First Project Experience
The Business Use Case that i have taken into consideration:-
There is a revenue decline for a Portuguese bank and they would like to know what action to take. After investigation they found out the root cause is their clients are not depositing as frequently as before. So the Portuguese bank would like to identify existing clients that have higher chances to subscribe for a term deposit and focus marketing efforts on such clients.
Now looking into it what I have thought is how to convert this business case scenario into data science problem so that I can then inline my approach such as what kind of problem it would be i.e. linear or classification etc and then I come up with the following .
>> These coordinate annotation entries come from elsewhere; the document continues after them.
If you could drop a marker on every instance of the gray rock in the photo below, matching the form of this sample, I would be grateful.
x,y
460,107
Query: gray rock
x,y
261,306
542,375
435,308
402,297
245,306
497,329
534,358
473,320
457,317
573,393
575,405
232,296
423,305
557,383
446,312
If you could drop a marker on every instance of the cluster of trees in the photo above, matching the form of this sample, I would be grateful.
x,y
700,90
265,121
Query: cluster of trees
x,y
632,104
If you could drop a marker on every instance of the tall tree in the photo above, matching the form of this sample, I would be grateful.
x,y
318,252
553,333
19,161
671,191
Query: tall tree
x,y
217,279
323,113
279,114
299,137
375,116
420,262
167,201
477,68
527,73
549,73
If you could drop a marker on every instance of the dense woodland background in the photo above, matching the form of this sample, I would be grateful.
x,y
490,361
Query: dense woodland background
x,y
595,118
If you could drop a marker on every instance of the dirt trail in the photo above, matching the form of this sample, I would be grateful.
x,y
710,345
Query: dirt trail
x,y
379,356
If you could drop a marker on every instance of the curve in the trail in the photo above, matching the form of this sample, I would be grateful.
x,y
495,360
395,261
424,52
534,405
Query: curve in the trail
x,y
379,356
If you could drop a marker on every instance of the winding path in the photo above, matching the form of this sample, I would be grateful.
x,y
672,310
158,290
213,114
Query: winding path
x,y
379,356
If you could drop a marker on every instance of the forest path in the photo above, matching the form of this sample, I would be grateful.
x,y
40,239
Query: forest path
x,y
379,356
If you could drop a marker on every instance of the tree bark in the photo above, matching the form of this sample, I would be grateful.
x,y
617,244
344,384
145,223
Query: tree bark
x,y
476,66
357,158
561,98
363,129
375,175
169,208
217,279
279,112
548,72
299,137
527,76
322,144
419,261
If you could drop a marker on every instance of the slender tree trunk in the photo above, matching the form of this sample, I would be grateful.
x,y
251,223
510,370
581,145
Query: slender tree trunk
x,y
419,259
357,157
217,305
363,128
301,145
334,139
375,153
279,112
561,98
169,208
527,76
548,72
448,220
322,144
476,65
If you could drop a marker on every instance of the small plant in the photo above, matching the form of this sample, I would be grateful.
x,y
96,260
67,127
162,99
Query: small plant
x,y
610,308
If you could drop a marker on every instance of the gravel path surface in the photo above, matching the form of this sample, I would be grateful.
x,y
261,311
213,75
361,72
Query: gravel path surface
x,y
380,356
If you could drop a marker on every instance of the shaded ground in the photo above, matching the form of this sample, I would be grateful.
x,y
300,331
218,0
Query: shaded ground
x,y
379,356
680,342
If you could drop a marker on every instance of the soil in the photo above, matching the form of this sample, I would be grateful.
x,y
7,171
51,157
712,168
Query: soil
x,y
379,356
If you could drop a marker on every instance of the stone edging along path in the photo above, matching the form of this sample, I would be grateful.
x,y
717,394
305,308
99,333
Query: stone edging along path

Data Science Problem Statement:-
Predict if the client will subscribe to a term deposit on the analysis of the market campaigns the bank performed.
So after reaching to the problem statement, I concluded that the prediction is about whether the customer will opt for term deposit or not which is a classification model is clearly. Now what I have to think of the evolution metric that I will use.
Evaluation Metric:-
Depending upon the problem statement and classification model I have opted for confusion metrics and roc-auc curve.
The risk of the business lies in the negative prediction so will try to minimize the False negative and False positive in the confusion metrics.
The roc-auc curve is between a number 0 and 1.More closer to 1 , better the model is and more closer to 0 , horrible the model is .
Data Dictionary:-
Data dictionary is a just a collection of column name, type of the data and the description about it so that we could understand the dataset and business better.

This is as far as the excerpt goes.